At 10:14, Richard peeked out into the foyer and saw the heavily armed M17 Sentry drone. “Zak, back!” he yelled. “Sentry drone, carrying a grenade launcher, looks like an M32.” He twisted his body in an effort to move both Zak and Kumar out of the line of fire, but he was a split second too late.
In the van, Tyra, who had memorized the faces of Richard and the rest, instantly identified him. She touched a red icon on the iPad. At the same moment, one of the sheriffs, standing on the terrace outside the courtroom, pulled his gun. He wasn’t certain what exactly he was looking at, but it wasn’t a friendly craft. He aimed and took a shot at the Sentry. The bullet grazed but did not damage the center pod of the drone.
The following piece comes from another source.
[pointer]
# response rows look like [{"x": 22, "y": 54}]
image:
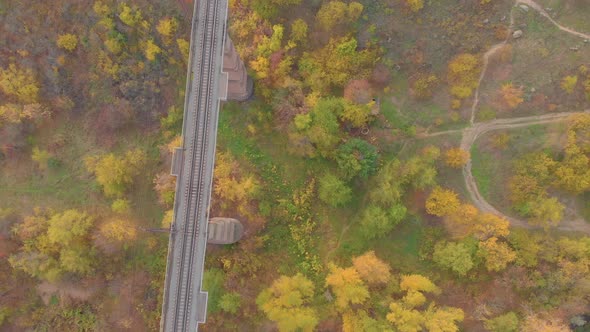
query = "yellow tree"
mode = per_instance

It did, however, cause it to wobble, pitch, and yaw at the instant Tyra touched the “fire” icon. The grenade was launched skyward, hit the glass ceiling, and detonated, taking hundreds of square feet of glass and steel with it. The glass shards showered onto the foyer and terraces below, causing multiple injuries.
“Damn,” Tyra swore. She did
n’t wait for the courtroom door to open again. She fired a second grenade that tore the door and a portion of the northern courtroom wall apart. From the vantage point of the camera attached to the drone, she could see directly into Courtroom 401. She fired two more grenades through the destroyed wall, directly into the courtroom itself.
Richard and Zak dragged Kumar into the courtroom and pressed him down between two rows of gallery seats. “Stay down you guys,” said Richard. “There’s more coming.”
An instant later, Tyra’s second shot tore apart the northern wall of the courthouse. Because of the downward slope of the large public gallery, and because of the position of the three of them squeezed between two rows of seats, no shrapnel cut them, although the blast wave temporarily robbed all three of their hearing. Kumar was struggling to get up and run, but Richard and Zak kept him down. Tyra’s next two shots flew through the courtroom and took out its southern wall. Again Richard, Zak, and Kumar were spared. Richard looked up and saw the Sentry drone fly into the courtroom. He saw the camera rotate and fix on them. The barrel of the M32 moved toward them.
Richard took out the Sig Sauer that he’d taken from the sheriff and fired several shots at the drone. Two shots connected with the central body of the device, and it wobbled and crashed. Richard fired four more shots into it, and all of the lights and engines on it died. It was 10:15.
As the smoke and noise receded, Zak cautiously stood up. “Jesus, that was close, Rich.”
“I don’t think it’s over, Zak. This a professional hit. Some two-bit mobster couldn’t have got their hands on a Raytheon Sentry drone. This is government. You know how they work. There’ll be a guy with a handgun walking around outside. There will be snipers somewhere. They’re giving Kumar the royal treatment. We’re sitting ducks in here.”